Una parte de la opinión pública, en particular la que de manera cotidiana publica mensajes en las redes sociales, se ha encargado de diseminar todo tipo de información, mucha de ella sin mayores sustentos, para “comprobar” que estamos ante un gobierno igual a los que por años depredaron Quintana Roo.

Lo que sí es una realidad palpable es que, como ocurre casi siempre al término del primer año de la administración, el gobernador habrá de realizar algunos cambios en su gabinete, con la finalidad de que su gobierno comience a consolidarse.

La opinión pública compuesta por diversas voces que casi siempre difieren entre sí, ha manejado el nombre de los servidores públicos que serán relevados de sus cargos por no haber cumplido con las expectativas del gobernador; sin embargo, Carlos Joaquín es el único que sabe quiénes serán los sacrificados, sin que esto signifique que estén descartados ya para ocupar otra encomienda.

Este primer año debe considerarse como una especie de aprendizaje, puesto que muchos de los funcionarios no habían tenido cargos del nivel conferido por el Ejecutivo, también para saber quiénes se comprometieron de verdad con él y cuáles sólo se dedicaron a trabajar para impulsar su imagen política.

Cada uno de los funcionarios sabe sin duda en qué falló, en qué tuvo aciertos y en qué aspectos tendrá que mejorar su desempeño si es que sigue en el puesto.
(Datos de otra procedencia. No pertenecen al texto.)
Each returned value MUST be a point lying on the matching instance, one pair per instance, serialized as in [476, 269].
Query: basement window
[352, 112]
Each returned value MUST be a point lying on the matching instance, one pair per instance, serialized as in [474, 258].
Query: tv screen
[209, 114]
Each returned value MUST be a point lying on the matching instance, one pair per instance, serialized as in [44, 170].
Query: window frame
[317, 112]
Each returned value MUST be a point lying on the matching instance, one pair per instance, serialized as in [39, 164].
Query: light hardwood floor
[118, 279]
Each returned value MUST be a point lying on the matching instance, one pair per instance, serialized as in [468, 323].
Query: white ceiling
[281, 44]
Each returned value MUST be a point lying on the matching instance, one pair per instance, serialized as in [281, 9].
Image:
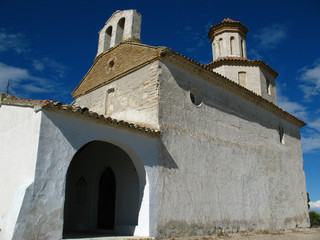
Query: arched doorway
[106, 200]
[102, 195]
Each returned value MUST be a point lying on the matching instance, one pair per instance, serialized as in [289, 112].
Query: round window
[196, 96]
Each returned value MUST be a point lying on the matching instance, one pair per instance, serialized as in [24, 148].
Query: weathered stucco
[256, 79]
[61, 136]
[18, 155]
[222, 166]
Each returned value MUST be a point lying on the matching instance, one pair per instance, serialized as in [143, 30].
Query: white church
[154, 145]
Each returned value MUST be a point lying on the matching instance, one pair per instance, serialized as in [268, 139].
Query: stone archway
[106, 200]
[102, 195]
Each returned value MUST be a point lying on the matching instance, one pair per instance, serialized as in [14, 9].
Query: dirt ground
[296, 234]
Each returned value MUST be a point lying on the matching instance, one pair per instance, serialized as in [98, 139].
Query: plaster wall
[256, 79]
[222, 166]
[131, 98]
[18, 153]
[61, 136]
[132, 28]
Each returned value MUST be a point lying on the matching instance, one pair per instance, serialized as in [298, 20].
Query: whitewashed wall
[222, 166]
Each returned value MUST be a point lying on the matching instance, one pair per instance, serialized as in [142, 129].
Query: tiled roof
[227, 23]
[53, 105]
[241, 61]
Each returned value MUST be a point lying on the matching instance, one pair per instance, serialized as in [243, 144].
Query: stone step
[111, 238]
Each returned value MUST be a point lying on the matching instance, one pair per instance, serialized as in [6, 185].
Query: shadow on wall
[220, 99]
[102, 191]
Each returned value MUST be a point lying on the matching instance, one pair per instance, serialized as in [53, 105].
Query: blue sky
[46, 47]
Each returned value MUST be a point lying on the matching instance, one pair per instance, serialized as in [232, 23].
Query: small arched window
[242, 78]
[220, 47]
[107, 38]
[120, 29]
[232, 46]
[268, 86]
[242, 48]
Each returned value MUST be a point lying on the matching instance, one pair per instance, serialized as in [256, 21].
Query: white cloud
[311, 143]
[269, 37]
[310, 76]
[49, 65]
[12, 42]
[38, 65]
[21, 81]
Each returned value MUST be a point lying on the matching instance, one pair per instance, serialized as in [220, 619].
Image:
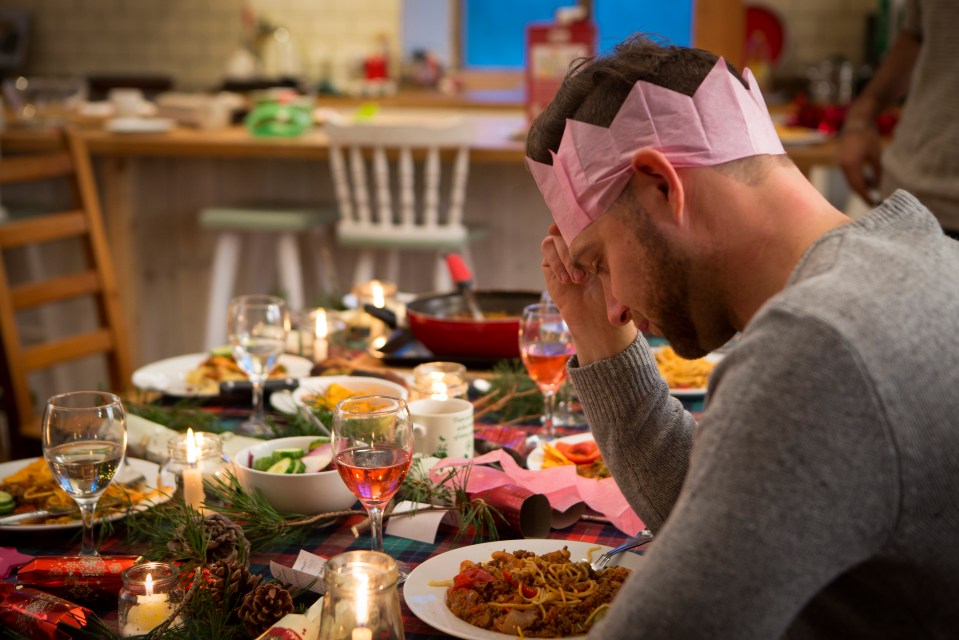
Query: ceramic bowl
[304, 493]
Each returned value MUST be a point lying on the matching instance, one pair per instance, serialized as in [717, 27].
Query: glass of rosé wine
[373, 448]
[545, 345]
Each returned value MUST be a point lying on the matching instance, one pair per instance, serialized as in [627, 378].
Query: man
[924, 154]
[818, 495]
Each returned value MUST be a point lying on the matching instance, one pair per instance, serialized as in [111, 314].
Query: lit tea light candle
[193, 494]
[361, 631]
[376, 292]
[321, 332]
[150, 611]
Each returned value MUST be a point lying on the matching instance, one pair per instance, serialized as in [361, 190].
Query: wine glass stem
[89, 546]
[257, 399]
[376, 528]
[549, 409]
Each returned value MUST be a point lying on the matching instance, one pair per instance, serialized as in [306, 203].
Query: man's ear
[658, 187]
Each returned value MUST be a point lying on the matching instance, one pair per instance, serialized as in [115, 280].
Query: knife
[273, 384]
[17, 518]
[463, 279]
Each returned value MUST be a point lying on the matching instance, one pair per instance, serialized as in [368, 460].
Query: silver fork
[638, 540]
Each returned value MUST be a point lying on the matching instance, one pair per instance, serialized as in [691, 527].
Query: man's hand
[580, 299]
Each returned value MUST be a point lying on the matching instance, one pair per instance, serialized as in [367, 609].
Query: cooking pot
[443, 324]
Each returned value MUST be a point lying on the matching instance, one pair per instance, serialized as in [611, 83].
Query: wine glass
[373, 447]
[84, 440]
[545, 345]
[257, 326]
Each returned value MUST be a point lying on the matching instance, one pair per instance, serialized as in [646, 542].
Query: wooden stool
[287, 224]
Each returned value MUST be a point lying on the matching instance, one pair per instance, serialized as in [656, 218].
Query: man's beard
[669, 289]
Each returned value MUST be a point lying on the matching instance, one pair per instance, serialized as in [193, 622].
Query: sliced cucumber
[284, 465]
[262, 464]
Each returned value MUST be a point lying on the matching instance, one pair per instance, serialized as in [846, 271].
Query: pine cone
[225, 539]
[263, 607]
[231, 581]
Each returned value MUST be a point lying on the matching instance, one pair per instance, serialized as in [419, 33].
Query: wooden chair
[94, 280]
[375, 166]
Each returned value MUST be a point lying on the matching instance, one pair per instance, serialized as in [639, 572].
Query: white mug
[127, 102]
[442, 428]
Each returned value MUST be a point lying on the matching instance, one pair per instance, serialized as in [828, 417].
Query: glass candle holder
[362, 601]
[193, 459]
[150, 594]
[439, 381]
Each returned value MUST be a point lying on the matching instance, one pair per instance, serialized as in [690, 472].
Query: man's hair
[595, 88]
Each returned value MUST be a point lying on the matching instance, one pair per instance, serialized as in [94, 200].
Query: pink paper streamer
[561, 486]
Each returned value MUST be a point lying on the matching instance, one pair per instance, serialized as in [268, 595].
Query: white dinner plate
[691, 392]
[150, 471]
[169, 376]
[429, 603]
[365, 385]
[138, 125]
[534, 461]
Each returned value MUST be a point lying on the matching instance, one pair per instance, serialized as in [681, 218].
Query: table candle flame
[321, 330]
[193, 494]
[191, 446]
[362, 632]
[376, 291]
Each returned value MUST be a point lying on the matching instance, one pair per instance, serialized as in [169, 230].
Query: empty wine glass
[545, 345]
[373, 447]
[84, 438]
[257, 326]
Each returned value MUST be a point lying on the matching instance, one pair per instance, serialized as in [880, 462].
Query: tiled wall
[193, 39]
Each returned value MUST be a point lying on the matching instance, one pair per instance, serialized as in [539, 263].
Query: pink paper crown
[723, 121]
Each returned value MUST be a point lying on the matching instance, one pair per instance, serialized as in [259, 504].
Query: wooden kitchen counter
[499, 139]
[153, 185]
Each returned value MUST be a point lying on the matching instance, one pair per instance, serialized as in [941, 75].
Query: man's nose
[618, 314]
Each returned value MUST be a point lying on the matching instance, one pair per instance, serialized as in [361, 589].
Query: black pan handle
[381, 313]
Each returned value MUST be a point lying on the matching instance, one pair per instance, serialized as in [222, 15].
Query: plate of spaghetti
[515, 588]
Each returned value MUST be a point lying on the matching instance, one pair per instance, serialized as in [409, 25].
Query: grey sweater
[818, 496]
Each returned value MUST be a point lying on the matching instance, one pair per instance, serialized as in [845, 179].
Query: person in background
[923, 156]
[816, 495]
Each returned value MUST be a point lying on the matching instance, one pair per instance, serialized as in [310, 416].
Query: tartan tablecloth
[337, 538]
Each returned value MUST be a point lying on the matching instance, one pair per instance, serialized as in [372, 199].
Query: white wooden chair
[394, 195]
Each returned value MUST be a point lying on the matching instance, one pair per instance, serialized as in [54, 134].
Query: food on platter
[316, 457]
[795, 134]
[332, 395]
[33, 488]
[533, 596]
[584, 454]
[681, 373]
[219, 367]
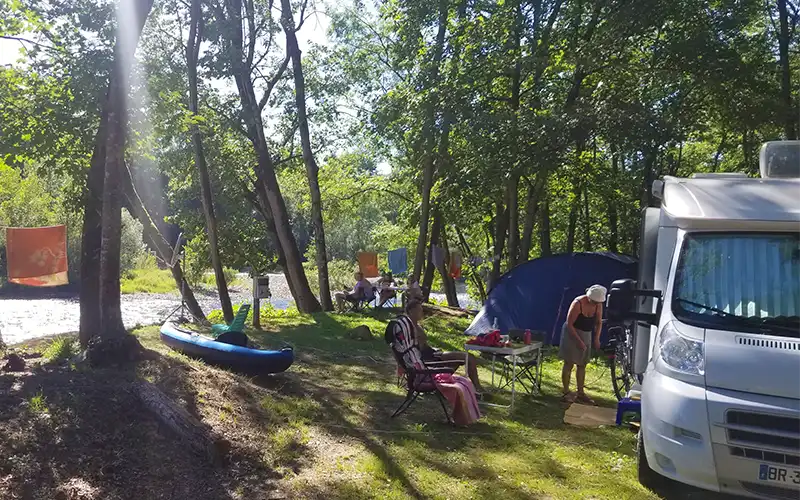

Carlos Joaquín seguramente tiene en mente los cambios que hará después del 9 de septiembre y la sociedad espera que estos sean para mejorar la administración.

Porque así como se le apoyó durante la campaña proselitista, esas mismas personas tienen el derecho de exigirle que cumpla hoy que es gobernador, pero para ello es indispensable una dosis de paciencia porque si bien un edificio se puede derrumbar en unos minutos, construirlo lleva mucho tiempo.

Por el bien no sólo de la administración estatal, sino de la misma sociedad que se ha cansado de soportar gobernantes corruptos que por muchos años hundieron al estado en la quiebra, el gobierno de Carlos Joaquín tiene que ser distinto incluso desde las mismas formas de gobernar.

Parece muy lejano, pero cinco años se pasan muy rápido y es indispensable acelerar el paso para dar esos resultados que tanto espera la ciudadanía, cansada de promesas que no se cumplen y de funcionarios millonarios al término del sexenio.